W głośnym już liście do wiernych, który został odczytany w kościołach archidiecezji 20 lipca, metropolita łódzki zaapelował o zmianę języka w debacie na temat migrantów i uchodźców, zgodnie z nauczaniem Kościoła. „Od kilku tygodni i miesięcy rozpala on (temat migrantów – przyp. red.) publiczną dyskusję, a także działania, które – nierzadko powołując się na chrześcijańskie motywacje – w istocie rzeczy z chrześcijaństwem nie mają wiele wspólnego, godząc także w inicjatywy prawdziwie ewangeliczne, jak np. prowadzone (czy współprowadzone) od czasu wojny w Ukrainie przez kościelną Caritas «Centra pomocy migrantom i uchodźcom». Hejt, strach przed «obcym», stereotypy, nienawiść stają się argumentem ważniejszym niż racje ludzkie i ewangeliczne. Tymczasem katolicka nauka społeczna (na którą tak wielu się powołuje...) wyraźnie stwierdza, że każdy człowiek ma prawo wybrać sobie miejsce do życia; i ma prawo w tym miejscu być uszanowanym w swoich przekonaniach, kulturze, języku i wierze. Chrześcijaństwo nie jest religią plemienną, lecz – jak uczy Sobór – objawieniem «jedności całego rodzaju ludzkiego» (KK 1).

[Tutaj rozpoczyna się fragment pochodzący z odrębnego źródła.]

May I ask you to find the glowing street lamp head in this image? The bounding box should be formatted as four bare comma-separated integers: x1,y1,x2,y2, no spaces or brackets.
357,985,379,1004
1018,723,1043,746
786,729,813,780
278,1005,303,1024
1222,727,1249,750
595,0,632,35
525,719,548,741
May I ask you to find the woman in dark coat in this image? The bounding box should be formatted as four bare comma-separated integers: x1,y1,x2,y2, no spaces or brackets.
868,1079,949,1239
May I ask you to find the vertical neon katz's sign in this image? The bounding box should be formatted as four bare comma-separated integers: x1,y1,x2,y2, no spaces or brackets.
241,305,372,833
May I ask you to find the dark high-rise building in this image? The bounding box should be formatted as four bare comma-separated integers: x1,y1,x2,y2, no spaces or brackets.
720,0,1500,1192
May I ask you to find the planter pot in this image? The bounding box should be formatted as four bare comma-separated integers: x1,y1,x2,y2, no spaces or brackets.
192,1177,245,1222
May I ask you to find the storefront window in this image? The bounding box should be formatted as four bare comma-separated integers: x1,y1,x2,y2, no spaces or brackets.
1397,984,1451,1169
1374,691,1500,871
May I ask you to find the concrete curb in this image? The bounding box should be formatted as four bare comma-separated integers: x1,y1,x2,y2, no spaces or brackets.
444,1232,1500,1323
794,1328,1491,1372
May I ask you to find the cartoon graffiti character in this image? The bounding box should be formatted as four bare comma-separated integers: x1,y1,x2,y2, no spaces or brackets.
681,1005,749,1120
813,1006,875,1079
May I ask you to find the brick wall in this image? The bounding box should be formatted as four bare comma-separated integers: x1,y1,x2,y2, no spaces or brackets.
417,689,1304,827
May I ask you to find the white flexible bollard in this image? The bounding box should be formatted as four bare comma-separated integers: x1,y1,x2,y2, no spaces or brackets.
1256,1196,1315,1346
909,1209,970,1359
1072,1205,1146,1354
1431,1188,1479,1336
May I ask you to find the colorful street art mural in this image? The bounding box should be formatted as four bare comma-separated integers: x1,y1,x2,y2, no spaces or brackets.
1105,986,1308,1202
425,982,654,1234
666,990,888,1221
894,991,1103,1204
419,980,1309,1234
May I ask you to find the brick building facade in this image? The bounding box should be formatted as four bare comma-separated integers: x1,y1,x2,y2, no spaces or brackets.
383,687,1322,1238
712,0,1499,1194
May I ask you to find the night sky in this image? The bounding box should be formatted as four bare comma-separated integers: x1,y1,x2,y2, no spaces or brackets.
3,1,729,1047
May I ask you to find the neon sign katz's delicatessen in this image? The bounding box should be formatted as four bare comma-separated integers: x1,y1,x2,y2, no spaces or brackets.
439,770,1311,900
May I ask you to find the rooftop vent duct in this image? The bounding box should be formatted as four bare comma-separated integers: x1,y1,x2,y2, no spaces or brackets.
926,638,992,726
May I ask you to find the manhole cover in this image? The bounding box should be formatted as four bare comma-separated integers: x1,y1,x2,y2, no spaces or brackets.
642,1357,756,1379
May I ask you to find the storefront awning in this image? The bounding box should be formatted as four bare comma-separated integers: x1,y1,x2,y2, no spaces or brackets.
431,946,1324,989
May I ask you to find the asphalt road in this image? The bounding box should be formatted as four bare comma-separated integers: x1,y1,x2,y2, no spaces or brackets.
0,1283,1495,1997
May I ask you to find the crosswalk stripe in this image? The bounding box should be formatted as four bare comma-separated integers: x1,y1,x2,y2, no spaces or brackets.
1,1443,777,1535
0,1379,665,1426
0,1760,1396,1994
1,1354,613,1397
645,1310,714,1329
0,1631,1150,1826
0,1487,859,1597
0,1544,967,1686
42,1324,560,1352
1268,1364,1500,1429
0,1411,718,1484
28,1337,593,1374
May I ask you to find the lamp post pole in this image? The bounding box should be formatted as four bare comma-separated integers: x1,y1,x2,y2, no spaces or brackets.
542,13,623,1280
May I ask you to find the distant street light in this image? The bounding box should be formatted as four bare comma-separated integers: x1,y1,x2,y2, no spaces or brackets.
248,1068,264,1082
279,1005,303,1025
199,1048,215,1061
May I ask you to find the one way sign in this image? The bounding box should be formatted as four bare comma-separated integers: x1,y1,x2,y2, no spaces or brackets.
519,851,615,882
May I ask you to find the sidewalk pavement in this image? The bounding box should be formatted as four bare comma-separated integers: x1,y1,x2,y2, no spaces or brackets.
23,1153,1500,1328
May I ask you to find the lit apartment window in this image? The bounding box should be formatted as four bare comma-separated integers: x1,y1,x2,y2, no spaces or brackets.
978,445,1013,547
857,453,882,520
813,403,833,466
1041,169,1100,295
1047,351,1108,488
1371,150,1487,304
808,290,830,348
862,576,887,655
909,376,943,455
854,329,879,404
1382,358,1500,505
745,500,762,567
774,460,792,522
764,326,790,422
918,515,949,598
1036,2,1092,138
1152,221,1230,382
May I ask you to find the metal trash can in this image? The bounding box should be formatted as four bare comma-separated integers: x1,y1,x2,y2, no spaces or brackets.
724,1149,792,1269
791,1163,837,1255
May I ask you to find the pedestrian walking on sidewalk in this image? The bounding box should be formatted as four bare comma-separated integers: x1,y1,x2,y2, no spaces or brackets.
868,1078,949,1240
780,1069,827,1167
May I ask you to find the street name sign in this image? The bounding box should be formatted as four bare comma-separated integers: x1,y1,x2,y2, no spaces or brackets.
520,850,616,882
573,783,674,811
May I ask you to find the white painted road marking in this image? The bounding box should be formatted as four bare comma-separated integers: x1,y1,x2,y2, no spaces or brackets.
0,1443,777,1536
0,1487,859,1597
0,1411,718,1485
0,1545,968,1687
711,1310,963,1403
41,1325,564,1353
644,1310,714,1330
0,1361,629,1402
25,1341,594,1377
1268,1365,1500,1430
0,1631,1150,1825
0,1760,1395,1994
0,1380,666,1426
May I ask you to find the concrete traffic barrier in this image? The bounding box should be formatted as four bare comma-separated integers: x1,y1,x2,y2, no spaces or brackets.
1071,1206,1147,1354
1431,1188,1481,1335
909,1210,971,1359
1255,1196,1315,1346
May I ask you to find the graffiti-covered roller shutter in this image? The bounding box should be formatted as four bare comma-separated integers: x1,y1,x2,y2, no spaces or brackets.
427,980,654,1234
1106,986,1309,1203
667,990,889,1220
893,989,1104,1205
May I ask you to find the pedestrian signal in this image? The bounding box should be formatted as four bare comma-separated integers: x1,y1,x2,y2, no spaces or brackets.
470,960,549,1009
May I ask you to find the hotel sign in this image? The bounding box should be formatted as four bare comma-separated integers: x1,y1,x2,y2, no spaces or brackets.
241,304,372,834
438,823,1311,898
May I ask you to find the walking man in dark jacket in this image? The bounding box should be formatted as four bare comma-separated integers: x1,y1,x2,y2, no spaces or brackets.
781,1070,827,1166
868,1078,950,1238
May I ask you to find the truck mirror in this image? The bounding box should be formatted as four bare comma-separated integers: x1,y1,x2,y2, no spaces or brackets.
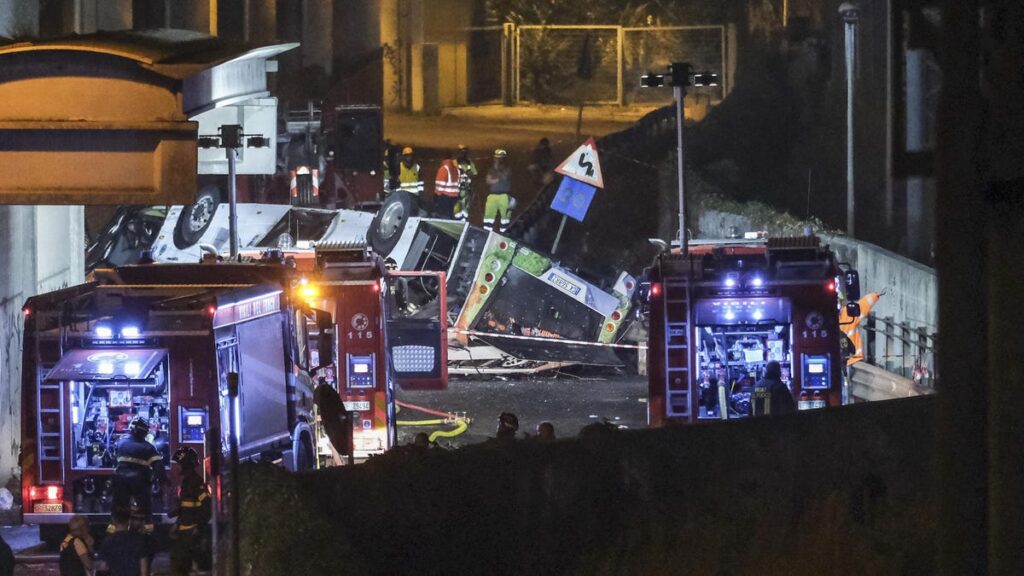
846,302,861,318
844,270,861,301
314,309,335,371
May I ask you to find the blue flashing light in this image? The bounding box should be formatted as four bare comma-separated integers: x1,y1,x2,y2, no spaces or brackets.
95,326,113,339
121,326,141,339
724,310,736,321
751,276,764,288
724,277,737,288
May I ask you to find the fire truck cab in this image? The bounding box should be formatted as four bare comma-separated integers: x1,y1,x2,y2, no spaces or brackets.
647,236,858,426
20,261,321,537
296,245,448,462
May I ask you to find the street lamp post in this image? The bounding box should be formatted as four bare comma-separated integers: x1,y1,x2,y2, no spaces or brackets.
197,125,271,260
640,63,718,253
840,2,860,237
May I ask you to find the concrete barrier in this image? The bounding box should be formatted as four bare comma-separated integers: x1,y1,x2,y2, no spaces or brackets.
694,206,938,382
243,396,937,575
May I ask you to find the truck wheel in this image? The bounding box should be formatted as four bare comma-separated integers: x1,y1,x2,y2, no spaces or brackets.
173,185,222,249
369,191,416,255
296,435,315,471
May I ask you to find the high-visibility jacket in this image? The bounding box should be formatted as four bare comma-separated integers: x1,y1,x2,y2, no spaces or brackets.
399,162,423,195
115,436,163,478
172,472,211,533
434,159,461,198
840,292,880,366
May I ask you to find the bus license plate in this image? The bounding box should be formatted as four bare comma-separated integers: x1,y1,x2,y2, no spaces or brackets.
33,502,62,513
343,401,371,412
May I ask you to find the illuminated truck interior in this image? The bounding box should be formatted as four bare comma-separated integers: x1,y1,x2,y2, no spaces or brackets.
693,297,793,418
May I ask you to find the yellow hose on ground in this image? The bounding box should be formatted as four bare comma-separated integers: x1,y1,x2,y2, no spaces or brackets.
396,419,469,443
427,419,468,443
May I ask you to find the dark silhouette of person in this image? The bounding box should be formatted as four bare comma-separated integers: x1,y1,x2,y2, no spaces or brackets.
760,361,796,416
495,412,519,441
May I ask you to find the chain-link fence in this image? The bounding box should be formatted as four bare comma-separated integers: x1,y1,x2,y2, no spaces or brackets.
515,25,621,104
512,24,727,105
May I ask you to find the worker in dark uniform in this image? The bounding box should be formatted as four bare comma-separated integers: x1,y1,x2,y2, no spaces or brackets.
112,417,165,532
168,447,212,576
495,412,519,442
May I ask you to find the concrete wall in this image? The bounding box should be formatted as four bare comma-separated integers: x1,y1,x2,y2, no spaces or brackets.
694,204,938,380
242,396,938,575
0,0,38,36
0,206,85,490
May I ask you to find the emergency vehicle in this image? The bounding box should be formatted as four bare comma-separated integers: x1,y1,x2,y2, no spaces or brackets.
19,260,325,540
299,245,448,461
647,236,861,426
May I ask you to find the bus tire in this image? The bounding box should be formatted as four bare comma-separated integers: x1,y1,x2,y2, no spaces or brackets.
173,185,222,249
369,191,417,255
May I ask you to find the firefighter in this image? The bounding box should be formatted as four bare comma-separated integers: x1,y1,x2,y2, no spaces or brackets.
433,149,462,219
168,447,211,576
398,147,424,196
495,412,519,442
840,289,885,366
112,417,164,533
454,145,478,220
484,149,515,232
752,361,795,416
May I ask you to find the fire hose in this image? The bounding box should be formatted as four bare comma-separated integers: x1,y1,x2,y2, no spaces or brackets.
395,401,471,443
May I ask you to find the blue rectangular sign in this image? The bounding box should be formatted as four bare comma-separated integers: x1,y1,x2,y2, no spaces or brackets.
550,177,597,222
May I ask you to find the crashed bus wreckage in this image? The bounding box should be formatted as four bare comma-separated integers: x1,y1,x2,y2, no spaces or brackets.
87,201,640,373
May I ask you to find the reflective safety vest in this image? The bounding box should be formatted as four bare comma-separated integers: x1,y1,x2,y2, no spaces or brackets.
840,292,880,366
434,160,461,197
399,162,424,195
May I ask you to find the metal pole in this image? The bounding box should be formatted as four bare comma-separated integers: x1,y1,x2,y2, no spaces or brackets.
227,148,239,260
674,84,688,250
841,3,859,237
551,215,568,254
227,373,240,576
206,425,221,576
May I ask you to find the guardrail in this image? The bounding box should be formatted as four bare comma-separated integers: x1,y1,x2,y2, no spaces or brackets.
862,315,936,389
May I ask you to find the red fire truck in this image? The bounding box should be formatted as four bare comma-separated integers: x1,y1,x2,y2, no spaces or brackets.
294,245,448,461
647,236,861,426
19,260,325,540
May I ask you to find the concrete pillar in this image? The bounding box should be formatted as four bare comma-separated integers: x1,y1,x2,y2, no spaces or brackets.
0,206,85,490
181,0,214,34
411,42,438,114
302,0,332,75
0,0,39,37
249,0,276,44
381,0,401,109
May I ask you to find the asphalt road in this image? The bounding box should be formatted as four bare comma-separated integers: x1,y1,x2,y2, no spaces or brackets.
396,371,648,447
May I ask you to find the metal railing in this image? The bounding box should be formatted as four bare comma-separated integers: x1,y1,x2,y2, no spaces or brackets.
862,315,937,388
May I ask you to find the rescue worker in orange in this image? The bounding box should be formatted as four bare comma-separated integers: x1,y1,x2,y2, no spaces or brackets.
167,447,211,576
840,288,886,366
433,149,462,219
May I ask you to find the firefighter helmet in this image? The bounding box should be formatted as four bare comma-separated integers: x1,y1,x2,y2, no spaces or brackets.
402,146,414,155
493,149,507,158
497,412,519,431
128,416,150,437
173,446,200,468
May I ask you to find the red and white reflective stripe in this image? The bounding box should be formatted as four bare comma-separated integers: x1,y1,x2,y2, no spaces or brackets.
435,164,460,197
289,168,320,197
448,328,647,350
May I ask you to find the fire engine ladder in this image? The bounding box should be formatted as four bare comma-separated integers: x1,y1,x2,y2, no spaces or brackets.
37,371,64,482
663,276,693,422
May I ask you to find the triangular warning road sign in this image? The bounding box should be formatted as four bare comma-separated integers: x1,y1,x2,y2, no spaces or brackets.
555,137,604,188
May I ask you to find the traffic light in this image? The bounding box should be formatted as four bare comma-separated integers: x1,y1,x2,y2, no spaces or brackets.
693,71,720,87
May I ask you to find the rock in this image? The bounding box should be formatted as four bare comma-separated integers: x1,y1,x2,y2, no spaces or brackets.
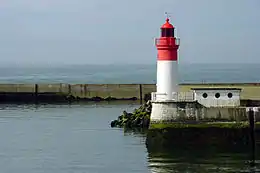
110,101,152,129
110,120,118,127
143,115,150,128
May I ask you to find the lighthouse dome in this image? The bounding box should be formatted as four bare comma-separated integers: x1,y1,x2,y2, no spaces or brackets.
161,18,174,29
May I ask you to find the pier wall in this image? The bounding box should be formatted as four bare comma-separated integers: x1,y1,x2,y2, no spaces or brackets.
0,83,259,102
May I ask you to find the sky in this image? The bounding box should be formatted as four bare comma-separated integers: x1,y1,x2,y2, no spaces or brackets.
0,0,259,66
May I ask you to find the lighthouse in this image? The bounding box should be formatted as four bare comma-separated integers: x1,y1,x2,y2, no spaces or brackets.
153,17,180,101
149,16,241,126
150,17,192,123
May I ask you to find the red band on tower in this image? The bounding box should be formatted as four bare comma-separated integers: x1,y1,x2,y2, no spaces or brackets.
155,18,179,61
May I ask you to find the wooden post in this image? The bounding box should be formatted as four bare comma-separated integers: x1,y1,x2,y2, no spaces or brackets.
68,84,72,103
139,84,143,104
59,83,63,93
34,84,38,104
68,84,72,95
84,84,87,98
248,108,256,167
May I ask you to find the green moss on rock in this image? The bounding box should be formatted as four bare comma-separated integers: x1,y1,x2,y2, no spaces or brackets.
110,101,152,129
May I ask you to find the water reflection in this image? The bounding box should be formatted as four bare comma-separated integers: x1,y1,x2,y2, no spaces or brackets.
121,125,260,172
147,144,260,172
145,130,260,173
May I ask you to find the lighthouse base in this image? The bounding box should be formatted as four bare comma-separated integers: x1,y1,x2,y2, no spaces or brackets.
150,100,201,123
149,100,251,129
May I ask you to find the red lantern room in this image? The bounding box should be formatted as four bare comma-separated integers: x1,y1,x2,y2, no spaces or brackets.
160,18,175,37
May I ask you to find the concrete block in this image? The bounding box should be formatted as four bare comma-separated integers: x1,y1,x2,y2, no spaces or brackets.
37,84,68,93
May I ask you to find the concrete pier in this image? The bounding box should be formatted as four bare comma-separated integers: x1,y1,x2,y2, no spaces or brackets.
0,83,259,103
150,105,253,128
147,105,260,147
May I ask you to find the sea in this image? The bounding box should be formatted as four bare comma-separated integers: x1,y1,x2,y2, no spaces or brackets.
0,63,259,84
0,63,260,173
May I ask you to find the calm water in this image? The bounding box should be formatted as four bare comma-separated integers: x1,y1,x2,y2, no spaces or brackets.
0,63,259,84
0,103,260,173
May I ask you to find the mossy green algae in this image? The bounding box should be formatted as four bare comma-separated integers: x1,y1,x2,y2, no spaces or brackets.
149,121,260,129
110,101,152,128
146,123,256,147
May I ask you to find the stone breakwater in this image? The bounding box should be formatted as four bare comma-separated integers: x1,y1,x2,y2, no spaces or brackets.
110,101,152,128
0,83,260,104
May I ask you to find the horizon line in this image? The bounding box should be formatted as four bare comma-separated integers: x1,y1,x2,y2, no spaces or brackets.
0,62,259,67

To nie polityka. I to nie wezwanie do jakichkolwiek działań o politycznym charakterze. To prośba: najpierw o nawrócenie języka! Potrzebujemy Jezusowego języka – Jezusowego sposobu wypowiedzi. Proszę, jeśli decydujecie się uczestniczyć w dyskusjach – a już zwłaszcza publicznych – na temat właściwej relacji do uchodźców i migrantów – to chciejcie to czynić w głębokim zjednoczeniu z rzeczywistą nauką Chrystusa i Kościoła. Jeśli zaś nie – to proszę: miejcie odwagę przynajmniej w takich wypadkach zamilknąć i nie dokładać ognia do tak rozpalonej rzeczywistości. Póki co, panujący dyskurs zarówno godzi w przybyszów, jak i przetrąca inicjatywy, motywacje i siły tych, którzy chcą im pomóc. «Pociecho migrantów! Módl się za nami!» (Litania loretańska)”.
Kardynał Grzegorz Ryś zapowiedział powołanie niezależnej komisji ds. zbadania skali wykorzystania seksualnego małoletnich w archidiecezji łódzkiej. Głównym celem komisji jest dotarcie do nieznanych dotąd osób pokrzywdzonych i udzielenie im wsparcia. Red.